Только со второй половины ХVIII в. создатели автобиографий начинают более настойчиво заявлять о своей личности как о явлении единственном и неповторимом. Среди них особенно отчетливо выступает фигура Жан-Жака Руссо, вдруг необычайно остро ощутившего собственную исключительность и объявившего о ней в своей «Исповеди». «Я один, – не без упоения сделанным открытием заявляет он. —… Я создан иначе, чем кто-либо из виденных мною… я не похож ни на кого на свете» (курсив мой. – Ю. З.)167. А вспоминая о своей детской дружбе с двоюродным братом Бернаром, Руссо не может удержаться от того, чтобы не подчеркнуть ее необыкновенность, которая, конечно, коренится в его неповторимой индивидуальности. Он говорит об этой дружбе как о примере «может быть, единственном с тех пор, как существуют дети»168.
Подобное самовосприятие, очевидно, было теснейшим образом связано с интимизацией внутреннего мира индивида, рождением представлений о существовании в нем некоего скрытого ядра, его подлинного «Я»169. Свое отличие от других, свою обособленность и свое одиночество человек Нового времени стал осознавать именно исходя из существования этого никому кроме него по-настоящему не известного единственного во всей Вселенной внутреннего «Я». И именно тогда и стало складываться представление о детстве как о важнейшем периоде, когда происходит «закладка фундамента» такого «Я». В XX в., в особенности после открытий Фрейда, это представление стало незыблемой истиной для психологов, педагогов, философов и просто заботливых родителей, стремящихся к тому, чтобы их ребенок вырос счастливым человеком.
Франческо Петрарка
(1304–1374)
Один из величайших деятелей итальянского Возрождения, поэт и писатель, родоначальник ренессансного гуманизма.

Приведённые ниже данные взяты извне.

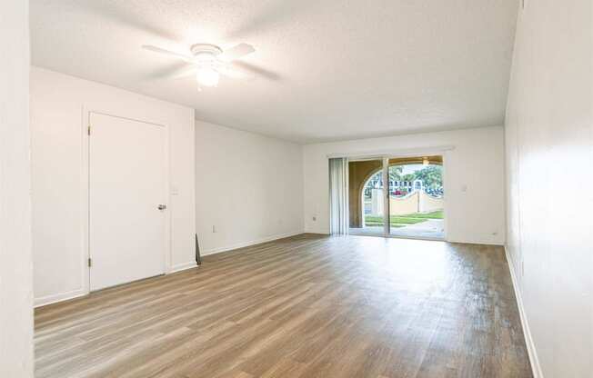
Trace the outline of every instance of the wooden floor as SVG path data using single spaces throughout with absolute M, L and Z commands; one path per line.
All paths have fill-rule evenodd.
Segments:
M 301 235 L 35 312 L 36 377 L 531 377 L 503 249 Z

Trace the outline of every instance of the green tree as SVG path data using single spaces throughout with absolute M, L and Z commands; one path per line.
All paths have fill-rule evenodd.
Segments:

Родился в г. Ареццо в семье флорентийского изгнанника, изучал право в Монпелье и Болонье, в 22 года принял монашеский постриг и поселился в Авиньоне при папском дворе, долгие годы находился на службе у кардинала Джованни Колонна, занимал ряд почетных церковных должностей. В 1330-х годах он путешествовал с различными миссиями по Северной Франции, Фландрии, Южной Германии, Италии, совершил плавание в Испанию и Англию. Исполнение служебных обязанностей не было для Петрарки особенно обременительным и оставляло достаточно времени для литературных занятий. Тем не менее, свой идеал «ученого отшельничества» он захотел воплотить, купив в 1377 г., дом в Воклюзе недалеко от Авиньона. Вопреки этому желанию, разные обстоятельства заставляли Петрарку часто покидать уединенное место, и в 1353 г. ему пришлось его оставить навсегда. В последние годы жизни Петрарка много путешествовал, жил в Милане, Венеции и умер при дворе правителя Падуи Франческо да Kappapa за день до своего 70-летия.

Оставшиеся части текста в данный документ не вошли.